Mom winces. Colleen collapses into a lump on the floor and sobs, and for the first time in a long time, my heart hurts for her. She's a mess, and there are times when I straight-up hate her for what she does to my cousin.

But family is family, and I'm not my dad.

"You have Nolan," I say. "And you have us."

"Colleen, it's okay." Mom touches her shoulders. "We can talk about this when you're sober. How about I drive you home?"

"Uh, guys." Carson points toward the door, where Nolan is hurrying outside. Colleen chases after him, and I go to follow—but Mom stops me.

"No, Jill. Stay here. Let me deal with this."

"But Mom—"

"She's my sister, and I invited her here. I'll make sure her and Nolan get home."

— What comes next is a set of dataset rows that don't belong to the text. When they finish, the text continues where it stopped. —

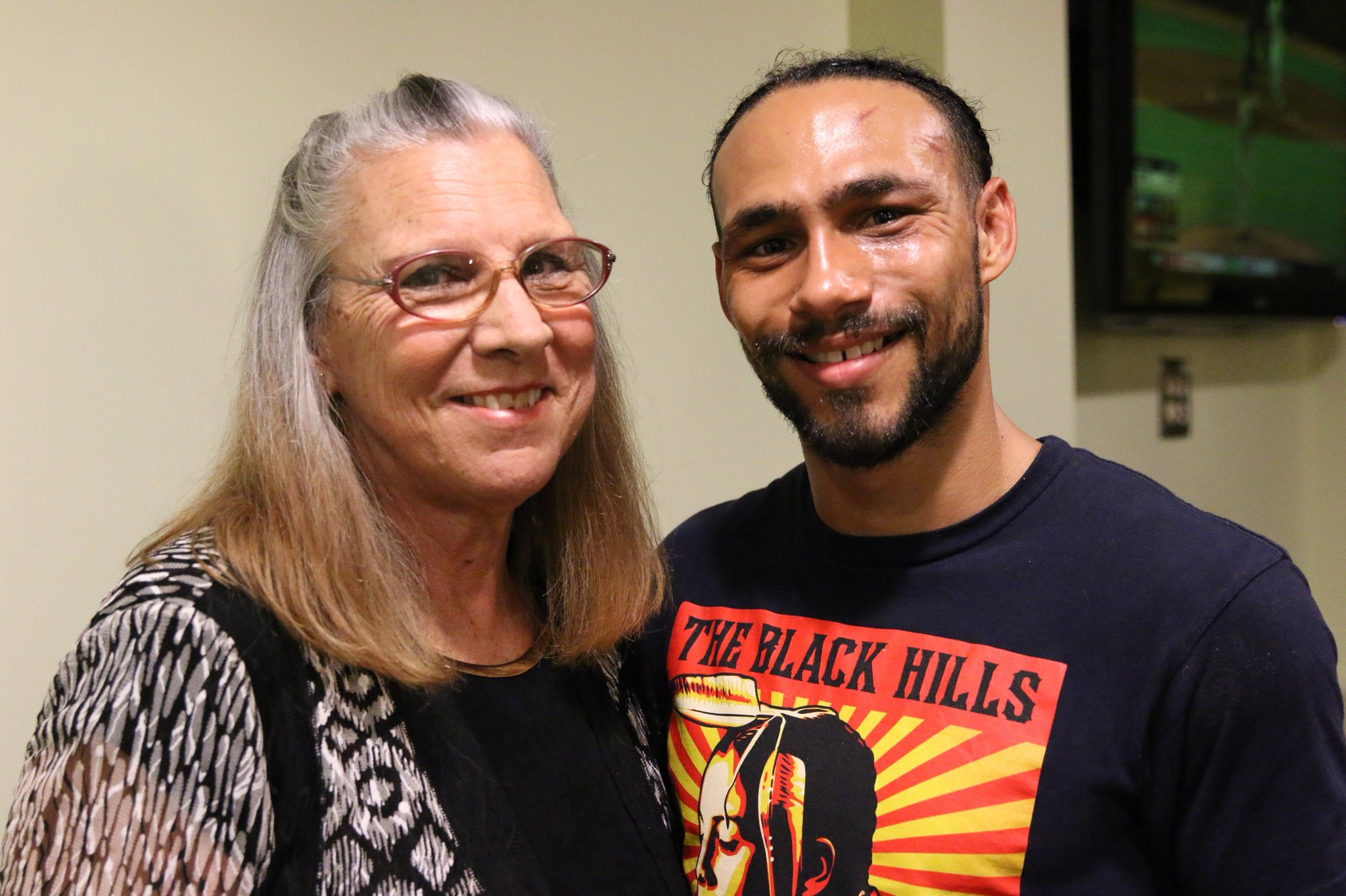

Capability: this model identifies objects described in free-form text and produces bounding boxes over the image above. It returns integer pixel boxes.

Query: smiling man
[649,55,1346,896]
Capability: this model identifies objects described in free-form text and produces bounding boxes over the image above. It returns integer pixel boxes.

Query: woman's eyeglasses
[326,236,616,323]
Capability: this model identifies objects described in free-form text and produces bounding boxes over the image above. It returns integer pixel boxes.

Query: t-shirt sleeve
[1153,560,1346,896]
[0,600,273,896]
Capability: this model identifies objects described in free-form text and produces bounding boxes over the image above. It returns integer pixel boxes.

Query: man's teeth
[804,338,883,365]
[461,389,542,411]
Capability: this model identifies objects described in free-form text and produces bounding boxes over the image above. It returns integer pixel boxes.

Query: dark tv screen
[1070,0,1346,325]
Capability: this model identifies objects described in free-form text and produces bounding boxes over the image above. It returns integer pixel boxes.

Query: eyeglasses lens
[518,240,603,307]
[397,240,609,320]
[397,252,492,317]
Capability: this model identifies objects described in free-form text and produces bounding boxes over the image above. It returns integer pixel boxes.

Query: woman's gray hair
[140,74,664,684]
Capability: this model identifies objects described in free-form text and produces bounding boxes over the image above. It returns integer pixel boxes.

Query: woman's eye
[520,252,563,277]
[398,259,476,289]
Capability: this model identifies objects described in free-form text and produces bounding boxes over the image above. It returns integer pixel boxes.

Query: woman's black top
[0,539,686,896]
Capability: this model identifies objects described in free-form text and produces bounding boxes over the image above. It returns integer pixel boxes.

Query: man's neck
[804,394,1042,535]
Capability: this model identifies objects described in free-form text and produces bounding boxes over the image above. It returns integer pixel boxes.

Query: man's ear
[800,837,837,896]
[975,177,1019,286]
[710,241,733,323]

"I'll come with you," Matias says.

Mom nods once at me, then at Carson, before she and Matias zip outside. Through the windows, I watch them chase Colleen and Nolan into the dark street. My eyes burn, but the tears don't fall.

"Nolan shouldn't have to see this," I croak out. "From any of us. Colleen always does this."

"Hey, Nolan's a tough kid." Carson's smile is crooked, but full of understanding, because if there's one person who knows what it's like to live in a family as dysfunctional as mine, it's Carson Blue. So I throw my arms around his neck and breathe in his smell of smoke and pine. His body is warm and solid, his heartbeat heavy against my cheek as I rest it against his skin. After a stiff moment, he buries his face in my hair and hugs me back.

And I have one more blessing to count. Because as horrible as tonight went, at least he's still here with me.